In the experience of life, there are particular moments and natural seasons when we are aware of the signs of decline and of new beginnings. In the autumn, the leaves fall from the trees, and the plants stop growing. All of creation goes to sleep for the winter season of dormancy. After the winter, just when it seemed all of creation had died, new life begins to emerge. Crocuses, daffodils and tulips begin to sprout through the ground and leaves start to grow on the once bare trees.
What we see in nature is also reflected in the events of our life - those times of struggle or pain that lead to new beginnings. A baby is born in our family following the passing of a generation; we reconcile with a friend who had become estranged; we secure a job after a period of unemployment; we see a victim of domestic abuse and work with a local agency to secure a shelter; or we see the people who are homeless in our community and we open the doors of our parish to offer a shelter.

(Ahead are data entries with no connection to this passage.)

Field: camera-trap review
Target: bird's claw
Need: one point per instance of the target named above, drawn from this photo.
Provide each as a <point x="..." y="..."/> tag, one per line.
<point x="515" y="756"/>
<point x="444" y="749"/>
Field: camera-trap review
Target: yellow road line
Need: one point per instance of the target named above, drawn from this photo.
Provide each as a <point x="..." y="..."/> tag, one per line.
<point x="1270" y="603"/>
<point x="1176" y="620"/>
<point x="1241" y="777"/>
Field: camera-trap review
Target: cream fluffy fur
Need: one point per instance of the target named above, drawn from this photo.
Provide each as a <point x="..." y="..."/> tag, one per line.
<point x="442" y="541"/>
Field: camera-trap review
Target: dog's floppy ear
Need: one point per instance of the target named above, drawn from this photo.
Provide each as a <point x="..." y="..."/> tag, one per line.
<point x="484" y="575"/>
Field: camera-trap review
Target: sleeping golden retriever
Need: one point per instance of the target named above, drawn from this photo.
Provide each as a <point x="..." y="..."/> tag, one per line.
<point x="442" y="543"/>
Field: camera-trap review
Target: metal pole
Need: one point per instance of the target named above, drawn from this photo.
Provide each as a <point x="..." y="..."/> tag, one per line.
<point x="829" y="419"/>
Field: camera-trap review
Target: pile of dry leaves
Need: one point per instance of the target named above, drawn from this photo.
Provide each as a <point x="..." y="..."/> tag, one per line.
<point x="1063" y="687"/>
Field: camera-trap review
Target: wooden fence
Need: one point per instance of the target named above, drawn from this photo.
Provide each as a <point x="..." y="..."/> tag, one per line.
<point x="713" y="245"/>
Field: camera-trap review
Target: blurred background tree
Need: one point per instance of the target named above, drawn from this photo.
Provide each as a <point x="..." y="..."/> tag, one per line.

As Christians we are invited to follow Jesus Christ, to embrace His passion, death, Resurrection, and Ascension which we identify as a faith event that we call the “Paschal mystery”. The Catechism of the Catholic Church (CCC) states its theological meaning as follows, the “Paschal mystery has two aspects: by his death, Christ liberates us from sin; by his Resurrection, he opens for us the way to a new life. This new life is above all justification that reinstates us in God's grace, "so that as Christ was raised from the dead by the glory of the Father, we too might walk in newness of life.” (654) The liturgy and the sacraments of the Church allow us to experience the Paschal Mystery, through word and symbols, and especially in the liturgical seasons of Lent and Easter as a journey from sin to the newness of life. The CCC describes how the liturgy makes the Paschal Mystery present, “Christian liturgy not only recalls the events that saved us but actualizes them, makes them present. The Paschal mystery of Christ is celebrated, not repeated. It is the celebrations that are repeated, and in each celebration, there is an outpouring of the Holy Spirit that makes the unique mystery present.” (1104)
The Paschal Mystery is an integral part of the spiritual life. It is the faith-filled journey of living with Christ that embraces difficulties or death, only to rise exultantly to a new reality in our relationship with God and our neighbour. When we encounter such moments, it can be the person of Christ who is present to us through His suffering, death and Resurrection that allows the Holy Spirit and grace to transform the way we see and understand our life. We discover that our life has a pattern of dying and rising, and that God is with us. This fosters within us the hope that new beginnings will always be possible despite the endings that occur in our lives.
We see that new life can come from death, and a new beginning can present itself within life experiences that we might have described as endings. Sometimes it is said that when God closes a door, He opens a window. This saying reflects the Christian hope and belief that in the “deaths” or “endings” of our lives, the experience of the Paschal Mystery calls us to look for and embrace the new beginning. As the Paschal Mystery is celebrated this Lent and Easter, may Jesus Christ’s passion, death, Resurrection, and Ascension be the fulfillment of our faith in new beginnings.